Anatomy for Total Hip Replacement
The understanding of hip anatomy is critical for successful total hip replacement surgery, which involves replacing both the acetabulum and femoral head components to restore function and relieve pain.
Osseous Anatomy
Acetabulum
- Forms the socket portion of the ball-and-socket hip joint
- Composed of three pelvic bones: ilium, ischium, and pubis
- Oriented anteriorly, laterally, and inferiorly
- Depth increased by the fibrocartilaginous labrum around the rim
- Articular cartilage covers the lunate surface (horseshoe-shaped)
- Central portion (acetabular fossa) contains fat pad and ligamentum teres
Proximal Femur
- Femoral head: spherical structure that articulates with the acetabulum
- Femoral neck: connects the head to the shaft at an angle of 125-135° (anteversion 10-15°)

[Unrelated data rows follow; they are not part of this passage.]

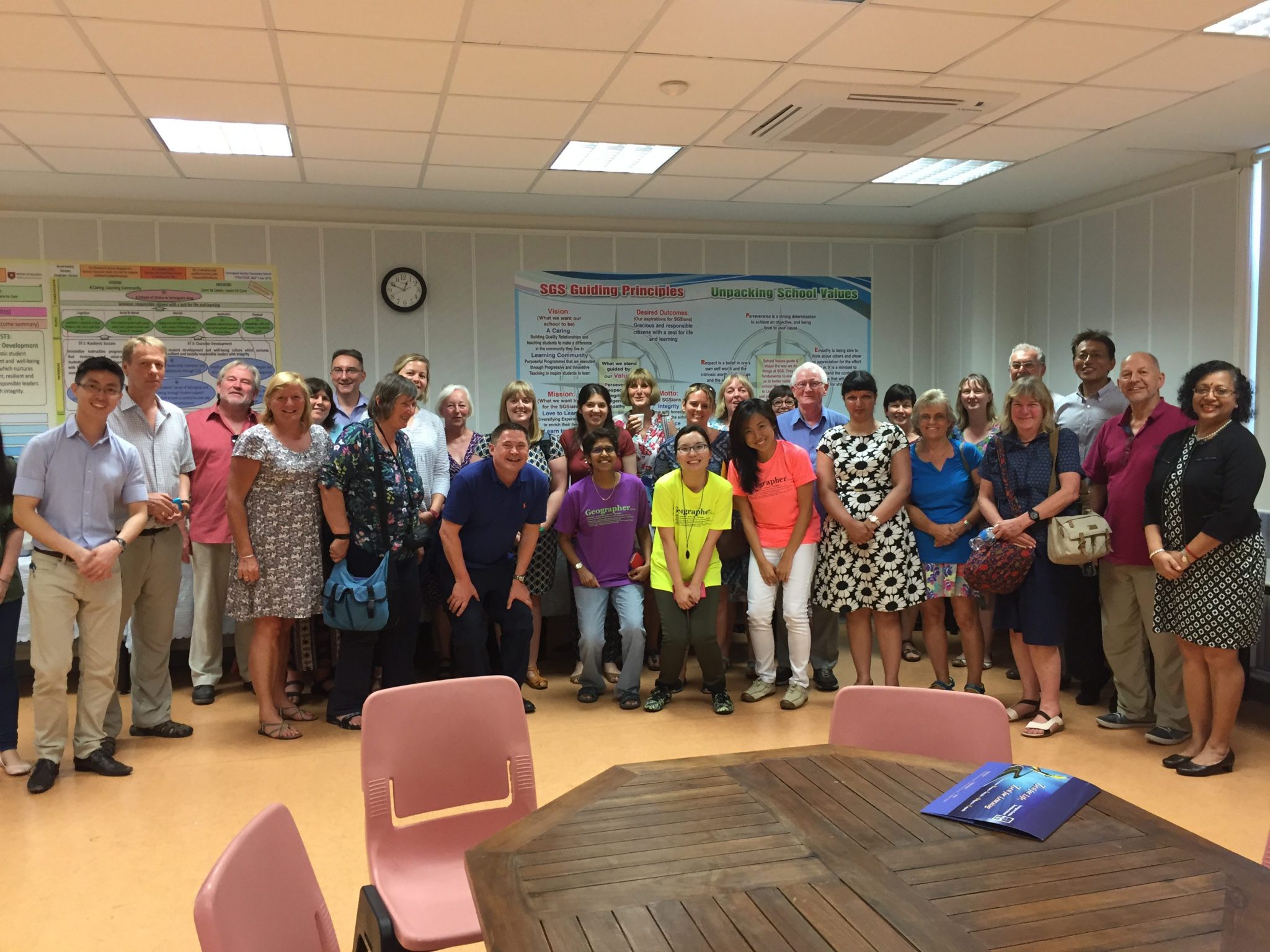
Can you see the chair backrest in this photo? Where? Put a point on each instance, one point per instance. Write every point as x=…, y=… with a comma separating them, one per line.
x=445, y=744
x=262, y=894
x=945, y=724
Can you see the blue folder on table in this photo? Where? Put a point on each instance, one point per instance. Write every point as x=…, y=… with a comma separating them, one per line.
x=1026, y=800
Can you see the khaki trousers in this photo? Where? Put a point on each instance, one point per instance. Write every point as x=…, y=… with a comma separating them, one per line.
x=211, y=565
x=59, y=598
x=1128, y=596
x=150, y=576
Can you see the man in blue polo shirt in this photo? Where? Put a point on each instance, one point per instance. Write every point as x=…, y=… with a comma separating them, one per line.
x=489, y=503
x=69, y=482
x=804, y=427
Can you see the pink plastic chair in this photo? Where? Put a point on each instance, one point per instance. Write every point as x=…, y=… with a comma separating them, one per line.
x=262, y=894
x=950, y=725
x=429, y=748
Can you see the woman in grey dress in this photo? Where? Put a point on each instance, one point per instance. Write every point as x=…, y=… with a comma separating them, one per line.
x=275, y=517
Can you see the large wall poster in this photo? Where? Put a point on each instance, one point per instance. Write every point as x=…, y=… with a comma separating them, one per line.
x=573, y=328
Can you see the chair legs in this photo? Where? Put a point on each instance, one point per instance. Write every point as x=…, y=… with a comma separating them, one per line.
x=375, y=931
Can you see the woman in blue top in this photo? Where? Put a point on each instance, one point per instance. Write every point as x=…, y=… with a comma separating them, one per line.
x=944, y=507
x=1044, y=485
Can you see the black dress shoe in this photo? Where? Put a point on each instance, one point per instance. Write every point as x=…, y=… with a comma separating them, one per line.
x=1193, y=770
x=100, y=762
x=43, y=776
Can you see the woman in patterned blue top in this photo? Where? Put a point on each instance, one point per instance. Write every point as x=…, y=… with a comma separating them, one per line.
x=1037, y=612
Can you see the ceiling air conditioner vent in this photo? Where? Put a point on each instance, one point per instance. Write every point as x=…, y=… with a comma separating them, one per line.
x=835, y=117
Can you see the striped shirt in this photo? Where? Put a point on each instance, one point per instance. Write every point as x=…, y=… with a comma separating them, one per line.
x=166, y=451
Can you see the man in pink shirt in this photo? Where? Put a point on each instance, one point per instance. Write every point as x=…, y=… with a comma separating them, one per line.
x=213, y=433
x=1118, y=466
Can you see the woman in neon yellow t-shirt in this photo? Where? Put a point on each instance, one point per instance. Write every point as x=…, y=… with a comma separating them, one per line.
x=691, y=507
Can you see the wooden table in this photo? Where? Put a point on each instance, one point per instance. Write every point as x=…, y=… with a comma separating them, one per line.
x=824, y=848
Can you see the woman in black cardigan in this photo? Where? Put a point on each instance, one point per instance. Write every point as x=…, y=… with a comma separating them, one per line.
x=1204, y=539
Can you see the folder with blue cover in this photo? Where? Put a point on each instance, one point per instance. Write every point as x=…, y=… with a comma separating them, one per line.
x=1015, y=798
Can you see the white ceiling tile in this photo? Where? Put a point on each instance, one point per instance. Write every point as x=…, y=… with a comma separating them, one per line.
x=518, y=118
x=531, y=74
x=1016, y=8
x=18, y=159
x=1093, y=108
x=647, y=125
x=61, y=93
x=183, y=52
x=248, y=168
x=206, y=99
x=569, y=24
x=744, y=30
x=493, y=151
x=43, y=42
x=397, y=19
x=729, y=163
x=1194, y=64
x=588, y=183
x=358, y=63
x=1010, y=143
x=713, y=84
x=239, y=13
x=1025, y=93
x=107, y=162
x=694, y=190
x=362, y=145
x=1163, y=14
x=892, y=195
x=362, y=110
x=1060, y=52
x=453, y=178
x=793, y=74
x=830, y=167
x=82, y=131
x=793, y=192
x=340, y=172
x=922, y=41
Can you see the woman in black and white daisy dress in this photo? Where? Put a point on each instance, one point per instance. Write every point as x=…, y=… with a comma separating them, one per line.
x=868, y=563
x=1204, y=540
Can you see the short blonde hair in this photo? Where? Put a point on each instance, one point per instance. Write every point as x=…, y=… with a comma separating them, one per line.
x=1036, y=389
x=641, y=376
x=287, y=379
x=724, y=410
x=518, y=387
x=144, y=340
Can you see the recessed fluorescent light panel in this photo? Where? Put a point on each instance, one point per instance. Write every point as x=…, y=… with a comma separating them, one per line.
x=613, y=156
x=224, y=138
x=1254, y=22
x=941, y=172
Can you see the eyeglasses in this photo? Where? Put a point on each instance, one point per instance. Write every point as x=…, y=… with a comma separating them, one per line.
x=99, y=391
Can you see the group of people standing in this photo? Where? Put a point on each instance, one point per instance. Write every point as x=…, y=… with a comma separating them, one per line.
x=799, y=513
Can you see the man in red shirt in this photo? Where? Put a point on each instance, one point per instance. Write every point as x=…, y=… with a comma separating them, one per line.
x=1119, y=465
x=213, y=433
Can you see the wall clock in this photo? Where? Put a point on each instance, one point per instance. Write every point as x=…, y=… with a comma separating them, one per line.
x=404, y=289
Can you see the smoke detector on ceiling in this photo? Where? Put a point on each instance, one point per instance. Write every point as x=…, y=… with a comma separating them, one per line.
x=850, y=117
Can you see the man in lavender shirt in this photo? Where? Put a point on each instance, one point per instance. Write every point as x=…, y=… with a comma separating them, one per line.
x=804, y=427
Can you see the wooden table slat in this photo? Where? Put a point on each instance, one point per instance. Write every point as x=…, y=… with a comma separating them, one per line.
x=677, y=927
x=1122, y=936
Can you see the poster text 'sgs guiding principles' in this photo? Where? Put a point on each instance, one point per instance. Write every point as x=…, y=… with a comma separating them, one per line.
x=573, y=328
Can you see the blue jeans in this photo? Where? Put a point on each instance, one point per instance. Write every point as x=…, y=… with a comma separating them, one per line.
x=592, y=606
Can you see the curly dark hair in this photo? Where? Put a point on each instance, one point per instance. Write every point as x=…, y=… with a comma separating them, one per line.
x=1242, y=389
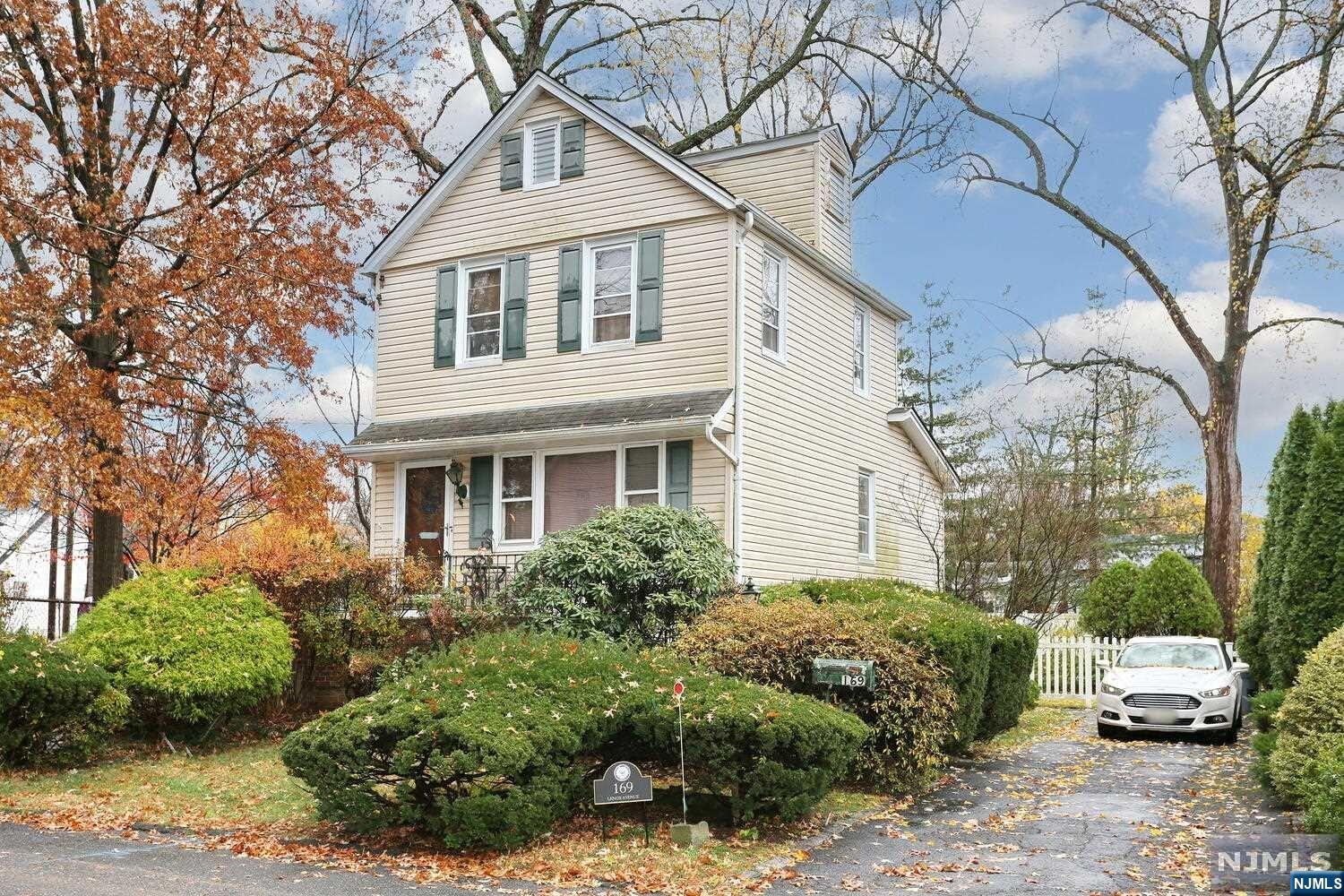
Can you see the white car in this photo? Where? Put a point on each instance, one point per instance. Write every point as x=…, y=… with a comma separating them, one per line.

- Greater trochanter: lateral prominence for muscle attachment
- Lesser trochanter: posteromedial prominence for iliopsoas attachment
- Intertrochanteric line (anterior) and crest (posterior): connect the trochanters
- Calcar femorale: dense bone in the posteromedial aspect of the femoral neck
Soft Tissue Anatomy
Joint Capsule
- Dense fibrous capsule surrounds the hip joint
- Reinforced by iliofemoral (Y-shaped), pubofemoral, and ischiofemoral ligaments
- Zona orbicularis: circular fibers that form a collar around the femoral neck
Muscles
- Anterior: iliopsoas, rectus femoris, sartorius
- Lateral: gluteus medius, gluteus minimus, tensor fascia lata
- Posterior: gluteus maximus, piriformis, short external rotators (gemelli, obturator internus/externus, quadratus femoris)

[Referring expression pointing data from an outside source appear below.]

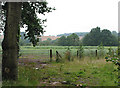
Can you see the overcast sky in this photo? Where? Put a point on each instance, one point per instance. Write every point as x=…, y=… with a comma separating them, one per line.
x=81, y=16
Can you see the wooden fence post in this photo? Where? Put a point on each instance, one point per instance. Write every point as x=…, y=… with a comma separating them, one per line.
x=57, y=56
x=50, y=55
x=96, y=53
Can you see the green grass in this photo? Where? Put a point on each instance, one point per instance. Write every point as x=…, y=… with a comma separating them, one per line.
x=85, y=72
x=89, y=71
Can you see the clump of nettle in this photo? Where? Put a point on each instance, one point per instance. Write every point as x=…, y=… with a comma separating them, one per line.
x=112, y=56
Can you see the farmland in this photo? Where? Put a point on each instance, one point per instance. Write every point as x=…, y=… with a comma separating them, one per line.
x=35, y=68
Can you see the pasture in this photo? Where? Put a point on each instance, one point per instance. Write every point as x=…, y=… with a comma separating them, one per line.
x=35, y=68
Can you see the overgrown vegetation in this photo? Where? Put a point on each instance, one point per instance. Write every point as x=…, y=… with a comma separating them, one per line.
x=37, y=71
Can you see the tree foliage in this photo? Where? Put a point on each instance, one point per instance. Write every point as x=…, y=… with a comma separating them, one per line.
x=35, y=25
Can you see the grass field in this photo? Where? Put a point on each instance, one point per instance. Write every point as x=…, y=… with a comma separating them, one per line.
x=36, y=70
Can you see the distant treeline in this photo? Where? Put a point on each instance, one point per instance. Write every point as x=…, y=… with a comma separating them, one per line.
x=93, y=38
x=78, y=33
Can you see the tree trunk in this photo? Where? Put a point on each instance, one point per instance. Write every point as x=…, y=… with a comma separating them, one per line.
x=10, y=43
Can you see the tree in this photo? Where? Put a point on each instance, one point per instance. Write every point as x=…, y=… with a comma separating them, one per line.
x=73, y=40
x=62, y=41
x=9, y=44
x=13, y=11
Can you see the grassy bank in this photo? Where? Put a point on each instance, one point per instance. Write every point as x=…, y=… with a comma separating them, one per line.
x=85, y=72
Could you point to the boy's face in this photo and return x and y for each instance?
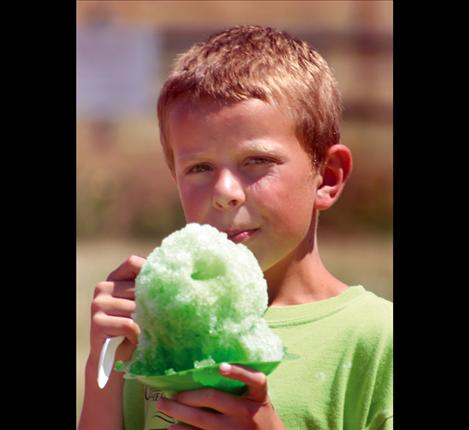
(240, 168)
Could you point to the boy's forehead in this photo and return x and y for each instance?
(205, 109)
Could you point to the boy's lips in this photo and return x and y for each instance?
(238, 236)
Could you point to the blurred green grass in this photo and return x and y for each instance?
(365, 260)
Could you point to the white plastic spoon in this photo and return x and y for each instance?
(106, 359)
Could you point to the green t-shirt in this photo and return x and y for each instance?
(337, 374)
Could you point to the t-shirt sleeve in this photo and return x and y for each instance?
(380, 410)
(370, 387)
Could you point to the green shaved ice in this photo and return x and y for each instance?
(200, 300)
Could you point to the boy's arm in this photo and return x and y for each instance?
(111, 310)
(251, 411)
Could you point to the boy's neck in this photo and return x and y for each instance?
(301, 277)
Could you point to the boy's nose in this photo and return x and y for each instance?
(228, 191)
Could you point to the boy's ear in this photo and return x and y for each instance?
(334, 174)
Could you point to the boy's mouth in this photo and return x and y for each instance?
(238, 236)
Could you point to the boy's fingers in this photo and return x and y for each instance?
(191, 416)
(113, 307)
(255, 380)
(224, 403)
(118, 289)
(117, 326)
(181, 427)
(128, 270)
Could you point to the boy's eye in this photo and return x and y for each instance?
(259, 161)
(198, 168)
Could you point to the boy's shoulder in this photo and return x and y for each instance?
(370, 318)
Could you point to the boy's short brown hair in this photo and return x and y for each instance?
(250, 61)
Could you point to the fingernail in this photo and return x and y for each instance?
(225, 368)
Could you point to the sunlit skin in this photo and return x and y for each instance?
(241, 168)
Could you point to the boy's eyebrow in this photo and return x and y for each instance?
(259, 146)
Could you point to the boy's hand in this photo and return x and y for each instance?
(112, 307)
(251, 411)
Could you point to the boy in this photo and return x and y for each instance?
(249, 123)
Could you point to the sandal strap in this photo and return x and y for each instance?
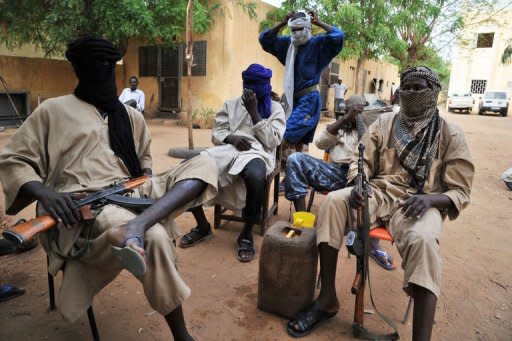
(191, 236)
(140, 240)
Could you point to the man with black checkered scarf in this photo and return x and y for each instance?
(420, 172)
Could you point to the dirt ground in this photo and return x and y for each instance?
(475, 302)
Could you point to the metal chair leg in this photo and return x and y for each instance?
(51, 287)
(216, 217)
(407, 311)
(92, 323)
(311, 198)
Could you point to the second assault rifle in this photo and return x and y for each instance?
(24, 232)
(358, 244)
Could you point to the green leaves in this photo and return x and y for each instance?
(51, 24)
(506, 57)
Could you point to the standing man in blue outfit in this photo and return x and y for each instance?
(304, 57)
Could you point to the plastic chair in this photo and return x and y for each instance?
(51, 292)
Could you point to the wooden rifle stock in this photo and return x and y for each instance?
(359, 283)
(25, 232)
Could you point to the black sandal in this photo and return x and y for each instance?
(245, 246)
(8, 292)
(307, 321)
(194, 237)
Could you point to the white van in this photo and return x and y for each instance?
(495, 101)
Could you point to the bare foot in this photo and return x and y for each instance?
(125, 236)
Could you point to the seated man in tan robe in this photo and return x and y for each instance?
(420, 172)
(247, 131)
(340, 139)
(84, 142)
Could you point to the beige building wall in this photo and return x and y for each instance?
(42, 77)
(472, 63)
(232, 45)
(374, 69)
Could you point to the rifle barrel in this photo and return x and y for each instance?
(25, 232)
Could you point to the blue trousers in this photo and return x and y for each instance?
(304, 171)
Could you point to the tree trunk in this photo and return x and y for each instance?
(358, 88)
(189, 56)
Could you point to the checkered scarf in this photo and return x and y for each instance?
(417, 130)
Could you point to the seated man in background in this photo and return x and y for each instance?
(247, 131)
(340, 139)
(132, 96)
(84, 142)
(420, 171)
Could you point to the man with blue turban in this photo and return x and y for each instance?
(304, 57)
(247, 131)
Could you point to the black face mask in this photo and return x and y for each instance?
(97, 86)
(97, 83)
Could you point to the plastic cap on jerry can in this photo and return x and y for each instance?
(303, 219)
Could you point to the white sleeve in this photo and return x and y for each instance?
(122, 97)
(142, 100)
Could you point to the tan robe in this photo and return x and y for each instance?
(265, 136)
(341, 146)
(65, 145)
(417, 240)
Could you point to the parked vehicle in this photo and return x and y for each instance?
(461, 102)
(495, 101)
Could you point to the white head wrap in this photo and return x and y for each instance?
(298, 38)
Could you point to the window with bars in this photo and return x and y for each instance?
(334, 70)
(199, 68)
(484, 40)
(478, 86)
(148, 61)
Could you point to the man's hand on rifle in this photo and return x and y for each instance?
(417, 205)
(241, 143)
(356, 199)
(59, 205)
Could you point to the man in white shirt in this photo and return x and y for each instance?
(339, 93)
(132, 96)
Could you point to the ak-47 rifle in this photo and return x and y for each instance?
(358, 244)
(25, 232)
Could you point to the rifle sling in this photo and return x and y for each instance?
(135, 204)
(362, 333)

- Medial: adductor muscles (longus, brevis, magnus, pectineus, gracilis)
Neurovascular Structures
- Femoral nerve: anterior approach risk, supplies quadriceps
- Sciatic nerve: posterior approach risk, passes below piriformis
- Superior gluteal nerve: lateral approach risk, supplies abductors
- Femoral artery and vein: anterior approach risk
- Medial and lateral femoral circumflex arteries: supply femoral head and neck
Surgical Approaches
Posterior Approach
- Patient positioned in lateral decubitus
- Incision along posterior aspect of greater trochanter
- Splits gluteus maximus fibers
- Requires detachment of short external rotators and posterior capsule
- Provides excellent exposure of femur
- Risk to sciatic nerve
Direct Lateral Approach
- Patient positioned in lateral decubitus
- Incision centered over greater trochanter
- Splits gluteus medius and minimus
- Risk to superior gluteal nerve
- Lower dislocation rates 1
Direct Anterior Approach
- Patient positioned supine
- Incision along the internervous plane between tensor fascia lata and sartorius
- True intermuscular and internervous approach
- Preserves posterior capsule and external rotators
- Allows faster recovery and reduced postoperative pain 2
- Technically more challenging with risk to lateral femoral cutaneous nerve
Implant Considerations
Acetabular Component
- Positioned with 40° of abduction and 15-20° of anteversion
- Requires adequate bone stock for fixation
- Can be cemented or uncemented (press-fit)
- Modern components typically include a metal shell with polyethylene, ceramic, or metal liner
Femoral Component
- Positioned to restore proper leg length, offset, and anteversion
- Requires proper preparation of femoral canal
- Can be cemented or uncemented
- Various stem designs: straight, anatomic, short, modular
Clinical Implications
Biomechanical Considerations
- Restoration of hip center of rotation is critical
- Proper femoral offset helps restore abductor tension and stability
- Leg length discrepancy must be minimized
- Component positioning affects range of motion and stability
Common Pitfalls
- Improper component positioning leading to impingement or dislocation
- Inadequate soft tissue tension leading to instability
- Excessive soft tissue tension causing pain and limited motion
- Neurovascular injury during surgical approach
Conclusion
Understanding the complex anatomy of the hip joint is essential for successful total hip replacement. The choice of surgical approach should be based on surgeon experience and patient factors 1, with each approach having specific anatomical considerations and risks. Proper component positioning and soft tissue handling are critical for optimal outcomes in terms of function, stability, and longevity of the implant.